De jeunes manifestants s’opposent à la sortie de la Grande-Bretagne de l’Union européenne, à Londres, le samedi 25 juin 2016.

La Commission européenne a proposé l’ouverture de négociations sur un accord sur la mobilité des jeunes en avril de cette année, mais le parti travailliste a rejeté à plusieurs reprises cette perspective lors de sa campagne électorale, de peur qu’elle ne soit interprétée à tort comme un retour à la libre circulation, une idée considérée comme toujours désagréable pour une grande partie de l’électorat britannique.

Reland estime que le parti travailliste est désormais confronté à un dilemme : doit-il maintenir son opposition au projet comme il l’a fait pendant la campagne, ou tenter de parvenir à un accord édulcoré qui soit à la fois acceptable pour la Commission et pour les partis sceptiques à l’égard de l’UE au sein de son public national.

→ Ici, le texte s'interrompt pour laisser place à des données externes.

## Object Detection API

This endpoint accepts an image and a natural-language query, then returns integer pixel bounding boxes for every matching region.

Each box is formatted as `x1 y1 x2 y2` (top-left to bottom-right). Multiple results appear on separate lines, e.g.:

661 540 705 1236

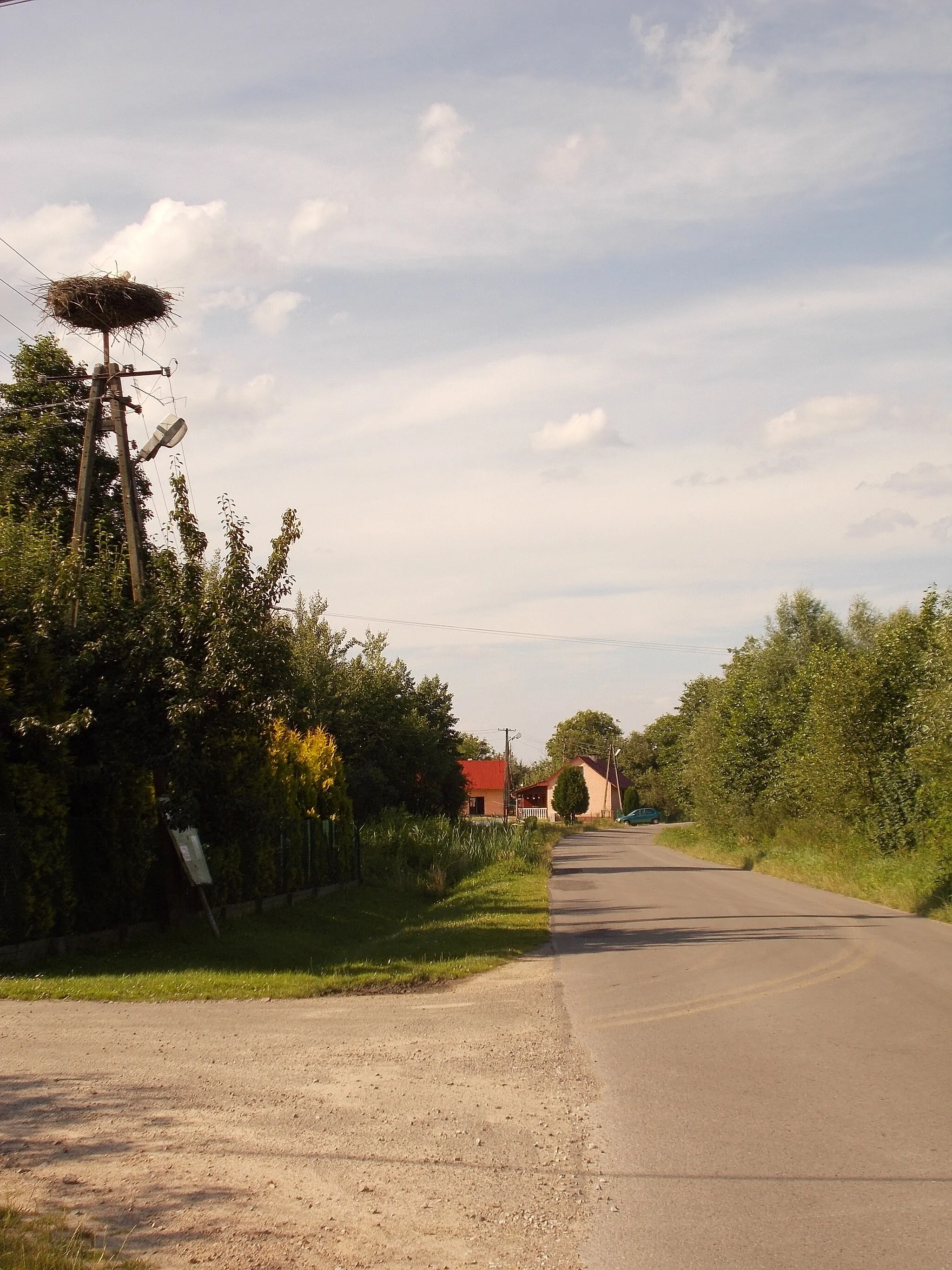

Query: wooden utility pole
73 366 106 555
73 332 145 609
106 362 145 605
496 728 522 824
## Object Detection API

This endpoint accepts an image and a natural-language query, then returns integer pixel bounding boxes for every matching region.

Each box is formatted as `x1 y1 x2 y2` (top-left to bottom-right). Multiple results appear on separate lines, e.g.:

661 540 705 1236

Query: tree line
0 337 464 942
530 588 952 862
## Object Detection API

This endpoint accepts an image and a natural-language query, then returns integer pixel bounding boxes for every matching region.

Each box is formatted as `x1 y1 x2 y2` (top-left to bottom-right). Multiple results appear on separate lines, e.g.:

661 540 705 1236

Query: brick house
460 758 505 817
516 754 632 820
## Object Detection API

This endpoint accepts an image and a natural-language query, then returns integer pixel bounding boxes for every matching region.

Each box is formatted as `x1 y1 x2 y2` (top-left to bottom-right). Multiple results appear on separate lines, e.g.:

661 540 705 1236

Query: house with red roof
460 758 505 815
516 754 632 820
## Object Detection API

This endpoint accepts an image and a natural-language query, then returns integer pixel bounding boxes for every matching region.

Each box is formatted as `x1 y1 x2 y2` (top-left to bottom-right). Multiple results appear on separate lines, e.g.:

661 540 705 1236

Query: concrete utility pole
496 728 522 824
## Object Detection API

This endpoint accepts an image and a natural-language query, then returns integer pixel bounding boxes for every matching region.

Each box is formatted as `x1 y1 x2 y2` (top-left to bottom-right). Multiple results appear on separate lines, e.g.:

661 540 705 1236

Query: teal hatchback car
617 806 661 824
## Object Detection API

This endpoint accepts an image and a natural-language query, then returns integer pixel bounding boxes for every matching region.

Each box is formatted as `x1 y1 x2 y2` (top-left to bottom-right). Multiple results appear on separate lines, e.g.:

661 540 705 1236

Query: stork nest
45 274 174 332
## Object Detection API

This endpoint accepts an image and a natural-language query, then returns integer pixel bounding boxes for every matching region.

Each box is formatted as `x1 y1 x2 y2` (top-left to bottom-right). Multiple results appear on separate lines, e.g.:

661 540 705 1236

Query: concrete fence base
0 881 357 965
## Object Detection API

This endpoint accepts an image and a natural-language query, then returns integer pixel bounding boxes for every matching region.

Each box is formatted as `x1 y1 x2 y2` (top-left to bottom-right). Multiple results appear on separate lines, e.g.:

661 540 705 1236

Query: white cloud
251 291 304 335
0 203 97 276
763 392 879 446
529 408 622 452
629 14 668 57
882 464 952 495
416 101 472 167
288 198 346 243
674 470 727 486
97 198 236 286
538 127 607 180
738 455 811 480
198 287 251 313
846 507 917 539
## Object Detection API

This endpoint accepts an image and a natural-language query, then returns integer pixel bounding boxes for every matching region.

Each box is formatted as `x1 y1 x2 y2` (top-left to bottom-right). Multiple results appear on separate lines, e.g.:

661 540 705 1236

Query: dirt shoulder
0 950 593 1270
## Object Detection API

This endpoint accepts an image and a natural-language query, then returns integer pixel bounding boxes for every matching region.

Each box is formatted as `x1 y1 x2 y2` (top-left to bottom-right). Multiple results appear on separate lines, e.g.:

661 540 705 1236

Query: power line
0 236 53 282
0 314 33 339
0 274 43 309
276 606 730 653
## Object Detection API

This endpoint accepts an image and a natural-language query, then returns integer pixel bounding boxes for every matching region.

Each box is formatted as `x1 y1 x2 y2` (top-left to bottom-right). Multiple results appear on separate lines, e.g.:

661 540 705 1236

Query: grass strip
0 860 549 1001
0 1206 147 1270
657 825 952 922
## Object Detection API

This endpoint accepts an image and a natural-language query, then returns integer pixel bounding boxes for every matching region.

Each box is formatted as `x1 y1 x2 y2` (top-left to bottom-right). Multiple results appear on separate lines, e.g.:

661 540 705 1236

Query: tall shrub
552 767 589 820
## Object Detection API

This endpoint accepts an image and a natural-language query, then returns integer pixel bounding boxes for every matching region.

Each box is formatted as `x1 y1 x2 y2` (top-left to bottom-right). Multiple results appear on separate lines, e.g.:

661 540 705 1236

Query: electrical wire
0 278 43 309
0 237 53 282
0 314 33 339
276 605 731 653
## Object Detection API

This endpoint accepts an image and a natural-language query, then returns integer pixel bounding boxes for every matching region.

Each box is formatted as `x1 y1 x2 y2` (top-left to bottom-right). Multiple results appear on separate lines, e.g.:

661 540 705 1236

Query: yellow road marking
595 944 872 1027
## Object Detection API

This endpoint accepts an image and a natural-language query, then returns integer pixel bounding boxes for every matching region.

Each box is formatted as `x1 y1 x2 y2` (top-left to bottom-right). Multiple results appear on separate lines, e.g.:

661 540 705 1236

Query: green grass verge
657 824 952 922
0 1206 147 1270
0 860 549 1005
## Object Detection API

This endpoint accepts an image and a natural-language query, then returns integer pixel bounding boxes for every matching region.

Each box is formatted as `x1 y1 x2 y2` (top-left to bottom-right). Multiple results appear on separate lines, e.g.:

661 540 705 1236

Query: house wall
463 790 502 815
546 758 622 820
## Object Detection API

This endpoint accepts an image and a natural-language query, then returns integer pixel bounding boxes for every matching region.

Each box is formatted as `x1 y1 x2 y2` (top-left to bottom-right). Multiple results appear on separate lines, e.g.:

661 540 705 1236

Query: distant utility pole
496 728 522 824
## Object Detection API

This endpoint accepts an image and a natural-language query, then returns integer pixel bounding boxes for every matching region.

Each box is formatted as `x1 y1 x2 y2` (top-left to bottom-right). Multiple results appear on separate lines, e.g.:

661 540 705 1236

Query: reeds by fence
361 810 551 895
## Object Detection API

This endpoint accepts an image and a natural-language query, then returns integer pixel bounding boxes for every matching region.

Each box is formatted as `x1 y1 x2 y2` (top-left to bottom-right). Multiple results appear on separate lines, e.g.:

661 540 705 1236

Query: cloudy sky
0 0 952 757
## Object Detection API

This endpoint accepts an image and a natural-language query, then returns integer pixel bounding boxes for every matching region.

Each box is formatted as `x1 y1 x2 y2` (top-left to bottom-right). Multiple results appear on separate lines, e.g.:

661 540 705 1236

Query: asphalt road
552 828 952 1270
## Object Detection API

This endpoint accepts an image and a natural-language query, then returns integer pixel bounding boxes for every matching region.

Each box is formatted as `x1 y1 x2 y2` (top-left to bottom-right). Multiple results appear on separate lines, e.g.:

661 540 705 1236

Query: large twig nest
46 274 172 330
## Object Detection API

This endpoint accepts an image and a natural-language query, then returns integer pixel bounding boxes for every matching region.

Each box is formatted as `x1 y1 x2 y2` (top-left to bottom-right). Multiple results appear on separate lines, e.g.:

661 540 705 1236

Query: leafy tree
622 785 641 815
292 597 466 820
460 731 502 758
546 710 622 771
552 767 589 820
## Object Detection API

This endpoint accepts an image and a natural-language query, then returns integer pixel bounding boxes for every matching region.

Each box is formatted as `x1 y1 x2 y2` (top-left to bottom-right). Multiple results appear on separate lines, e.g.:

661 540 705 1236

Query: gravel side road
0 950 599 1270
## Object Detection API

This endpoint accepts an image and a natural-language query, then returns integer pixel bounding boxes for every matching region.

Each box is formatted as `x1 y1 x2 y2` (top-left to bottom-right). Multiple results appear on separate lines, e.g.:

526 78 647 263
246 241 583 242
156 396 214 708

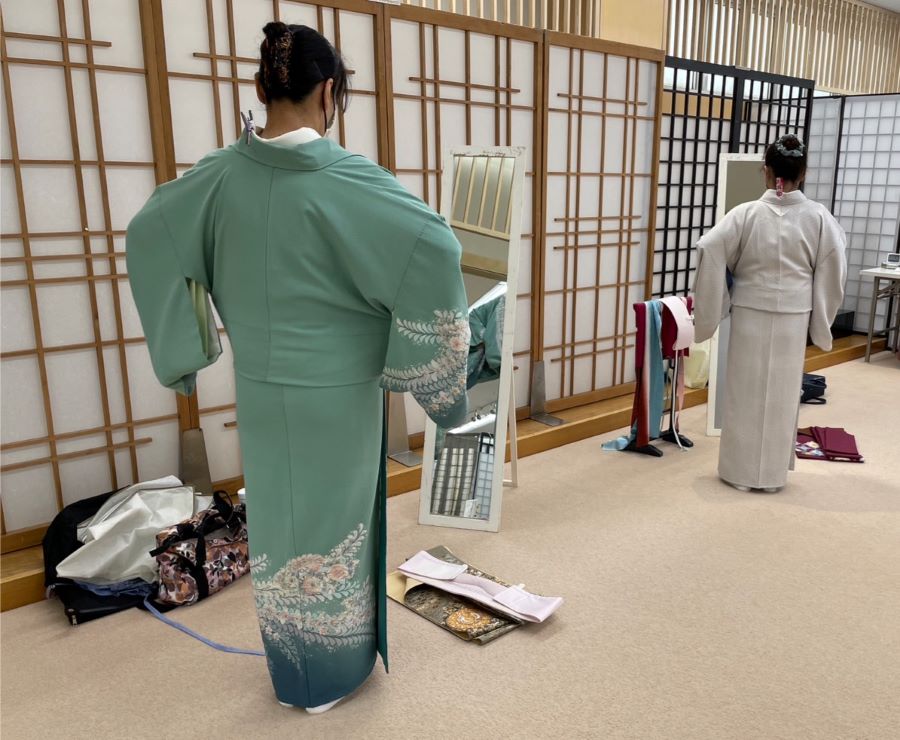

Un partenaire de sécurité « privilégié »

Les diplomates de l’UE estiment que, dans un monde plus dangereux et géopolitiquement instable, et avec la perspective du retour de Donald Trump à la Maison Blanche toujours présente, un gouvernement à Londres plus ouvert à une relation étroite en matière de sécurité et de défense est le bienvenu.

« Il est évident que le Royaume-Uni doit être pour nous un partenaire privilégié en matière de politique étrangère et de défense », a déclaré un diplomate de l’UE.

Alors que le précédent gouvernement conservateur dirigé par Rishi Sunak était également considéré comme un partenaire de sécurité constructif, les responsables de l’UE voient une opportunité d’officialiser le partenariat sous la direction de Starmer avec un pacte de sécurité UE-Royaume-Uni.

« Bien que le gouvernement précédent (britannique) n’ait pas été constructif, ce nouveau gouvernement n’a pas le bagage du Parti conservateur et a en général un discours beaucoup plus pro-européen », a déclaré Luigi Scazzieri du CER.

« Ce pacte (de sécurité) n’est pas encore complètement développé, mais d’après ce qu’a déclaré le ministre britannique des Affaires étrangères, David Lammy, l’idée serait d’aller assez loin et d’avoir un ensemble d’arrangements qui permettent au Royaume-Uni et à l’UE de coopérer plus étroitement, de la politique étrangère proprement dite à des domaines comme la migration, la sécurité énergétique, la sécurité sanitaire et les matières premières critiques », a-t-il ajouté.

Une participation accrue aux missions militaires et civiles de la politique de sécurité et de défense commune (PSDC) de l’UE et une coopération plus étroite sur les questions de sécurité telles que l’immigration illégale, le contrôle des frontières et le terrorisme sont susceptibles de donner des résultats rapides.

Mais Scazzieri estime que Bruxelles limitera probablement les ambitions sécuritaires qui ont « un aspect économique » par crainte que cela puisse « être un moyen de contourner l’accord de commerce et de coopération de 2020 ».

Cela pourrait signifier que le Royaume-Uni ne cherchera pas à s’associer à de nouveaux projets menés par le nouveau commissaire à la défense, qui devrait être nommé par la présidente de la Commission européenne, Ursula von der Leyen, dans les semaines à venir et chargé de rationaliser les industries de défense nationales du bloc pour les rendre plus efficaces et interopérables.

« Cela nécessiterait que le Royaume-Uni contribue financièrement aux programmes de l’UE, ce qui, je le soupçonne, fait l’objet d’un blocage important à Londres », a déclaré M. Scazzieri.